White House officials have defended their math, which Jonathan Blum, director of HHS’s Center for Medicare Management, told reporters this week represents “consistent budget convention.”
“Simple logic says that you can’t spend and save the same dollar,” House Minority Leader John Boehner (R-Ohio) said Thursday. “The trustees’ report confirms that Medicare’s future now rests on Washington Democrats’ accounting gimmicks and tricks, a risk America’s seniors are by no means eager to take.”
The report — delayed for several months with the arrival of the new healthcare law — carried a particular significance: It was the trustees’ first examination of Medicare finances since the reforms were enacted in March.
Capitol Hill Democrats were quick to trumpet the figures as indication of healthcare reform’s effectiveness. House Ways and Means Committee Chairman Sandy Levin (D-Mich.) said the projections “show the tangible, positive results of the improvements made to Medicare by health reform.” And Rep. John Dingell (D-Mich.) said the report offers proof that “provisions designed to slow the growth of Medicare costs do exactly that.”
“I am pleased that the trustees’ report shows our hard work paid off,” Dingell said.
“Without real solutions, the critical benefits so many Americans rely on, and future generations have been promised, are at risk,” said Rep. Dave Camp (Mich.), senior Republican on the Ways and Means Committee.
Aside from hospital fund savings, the trustees say the fund covering Medicare outpatient services, including doctors’ fees, has also been bolstered by the reform law. Last year, the group estimated that Medicare Part B payments would represent 4.5 percent of the nation’s economy in 75 years. This year, they’re projecting that to be 2.5 percent.
Seniors in Medicare’s prescription drug benefit also have reason to cheer the trustees’ report, which indicates a slight drop in Part D premiums relative to last year’s projections.
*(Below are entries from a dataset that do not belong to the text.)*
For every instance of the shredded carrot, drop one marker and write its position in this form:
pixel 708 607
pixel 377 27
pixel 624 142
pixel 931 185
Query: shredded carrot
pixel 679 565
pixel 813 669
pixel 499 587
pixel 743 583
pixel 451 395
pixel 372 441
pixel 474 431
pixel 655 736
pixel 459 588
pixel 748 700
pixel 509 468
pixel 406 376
Nancy LeaMond, executive vice president of AARP, said that, for seniors, the report brought “important good news.”
Still, the projections assume that doctors treating Medicare patients will take a 23 percent pay cut in December, and another 6 percent cut in January — reductions that congressional leaders have vowed to prevent.
Indeed, HHS crunched alternative estimates assuming Congress will give Medicare physicians a slight raise instead. Under that scenario, the 75-year outlook for Part B changes dramatically, from representing 2.5 percent of the economy to consuming 5 percent.
The alternative projection puts total Medicare spending at 10.7 percent of GDP in 2080, versus 6.4 percent under current law, which includes the steep doc cuts.
And fixing the doc dilemma will be expensive. Last November, the House passed a bill to fix doctors’ payments that cost more than $210 billion over 10 years.
Sebelius said Thursday that she recently launched a new panel of health policy experts to examine the so-called sustainable growth rate (SGR) formula that dictates payments to Medicare doctors.
She also vowed to work with Congress to tackle the SGR, which has evolved into a perennial (and expensive) thorn in the side of policymakers wary that steep cuts would lead doctors to drop Medicare patients.
The fix, she said, would be “fully paid.”
— This story was originally posted at 11:52 a.m. and updated at 6:59 p.m.